I’ve got a more recent post on this issue, with new figures from Legal Momentum and more on factors that help explain them. You can find it here. Even more recent figures and additional factors are here.
Single-mother families are worse off than any other type of household by just about any measure you can imagine. And their bad situation has gotten worse since the recession set in.
This we learn in detail from a new report by Legal Momentum, tellingly entitled Single Mothers Since 2000: Falling Further.
Here’s some of what the report tells us about the one in four U.S. families headed by a single mother, supplemented a bit by what I’ve found elsewhere.

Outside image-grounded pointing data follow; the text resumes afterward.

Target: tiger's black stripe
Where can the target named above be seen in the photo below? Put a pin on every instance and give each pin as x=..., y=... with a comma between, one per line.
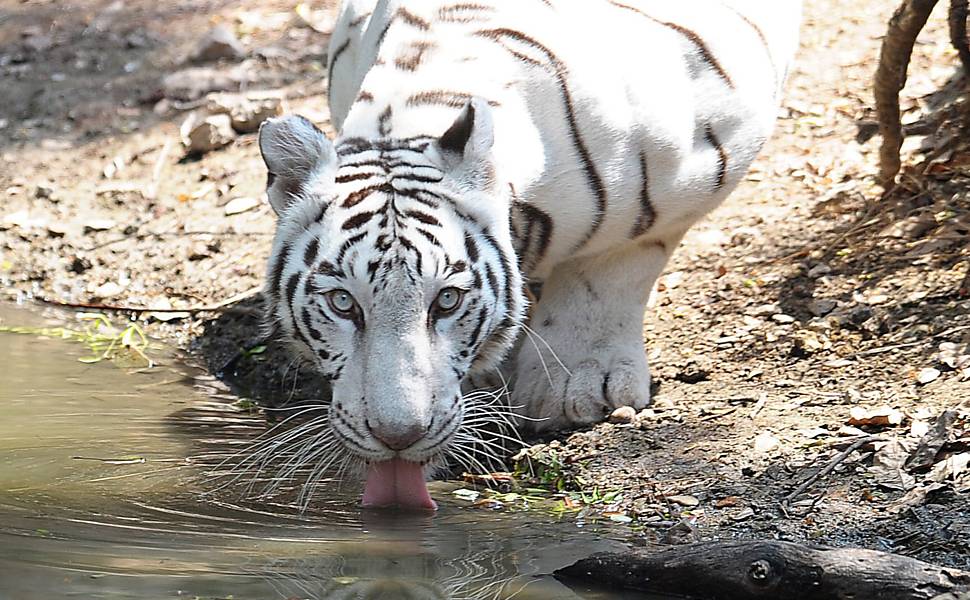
x=463, y=12
x=333, y=62
x=384, y=122
x=706, y=55
x=648, y=215
x=276, y=276
x=722, y=157
x=593, y=178
x=348, y=244
x=310, y=254
x=442, y=98
x=359, y=220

- The median average income for all single-mother families was just $25,172 — down by more than $2,000 since 2000. The median average income for married couples with children was three times greater and, for the relatively few single-father families, nearly one and a half times greater.
- Well over a third (38.5%) of single-mother families lived below the poverty threshold. This is more than four and a half times the rate for married couples with children and also considerably higher than the rate for single-father families.
- About half the single-mother families below the poverty threshold were in “extreme poverty,” i.e., had incomes below 50% of the threshold.
- Women were a large majority (79.6%) of the adults with children who were in emergency shelters.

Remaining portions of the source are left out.